If the member wants to post a JS question you'd use something like BBCode syntax to allow the part of the text to by-pass the HTMLPurifier stuff.
Posted: Sun Oct 15, 2006 11:20 am
by Oren
d11wtq wrote:If the member wants to post a JS question you'd use something like BBCode syntax to allow the part of the text to by-pass the HTMLPurifier stuff.
I don't like the idea, why not replacing it with something like this?
Code: Select all
<script>alert('message');</script>
Posted: Sun Oct 15, 2006 11:59 am
by Ambush Commander
You can use:
Code: Select all
$config = HTMLPurifier_Config::createDefault();
$config->set('Core', 'EscapeInvalidTags', true);
$purifier = new HTMLPurifier($config);
See
http://hp.jpsband.org/live/configdoc/pl ... nvalidTags for more details.
However, there's a really cool feature of HTML Purifier that should be preferred. Just write the post like this:
Code: Select all
<pre><![CDATA[<script>alert('message');</script>]]></pre>
...and HTML Purifier will automatically escape everything in between the CDATA sections. This is an XML construct that is not normally supported by HTML, but I kept it around because it's pretty darn useful.

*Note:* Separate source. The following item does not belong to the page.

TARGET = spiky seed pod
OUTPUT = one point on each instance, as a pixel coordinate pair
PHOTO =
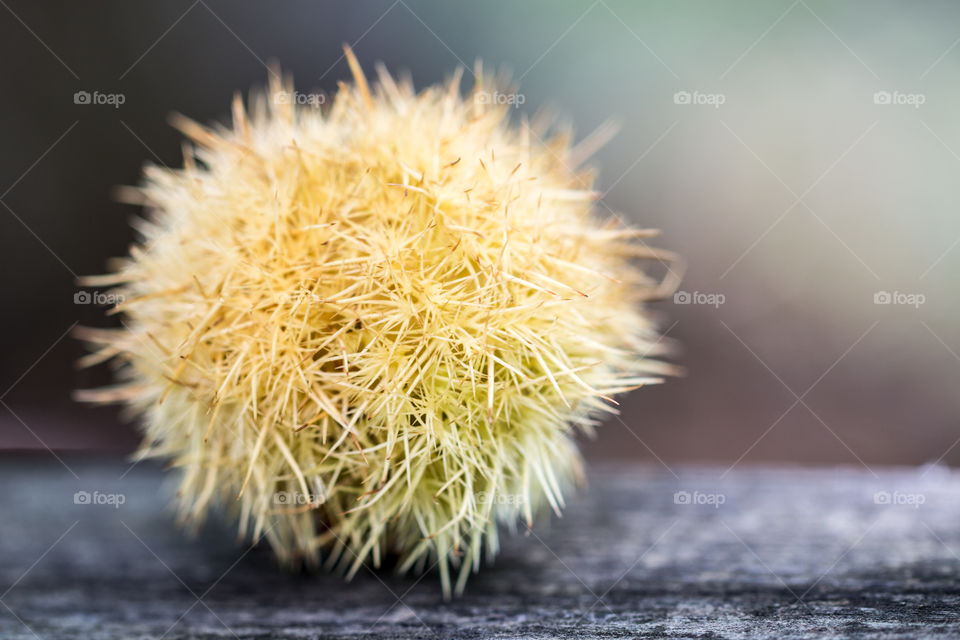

There are a few things that I have to add to make composing HTML by hand easier:
- Automatic URL linkification
- Paragraph from doublespace
- Smileys
However, you may also want to consider giving users a WYSIWYG editor. Raw HTML is somewhat less user friendly than Textile or BBCode.
How broad is your knowledge pal?
That's a difficult question to answer.
Posted: Sun Oct 15, 2006 10:37 pm
by Ollie Saunders
Another brilliant release from AC!
Shame the PHP community mostly doesn't bother to use libraries eh?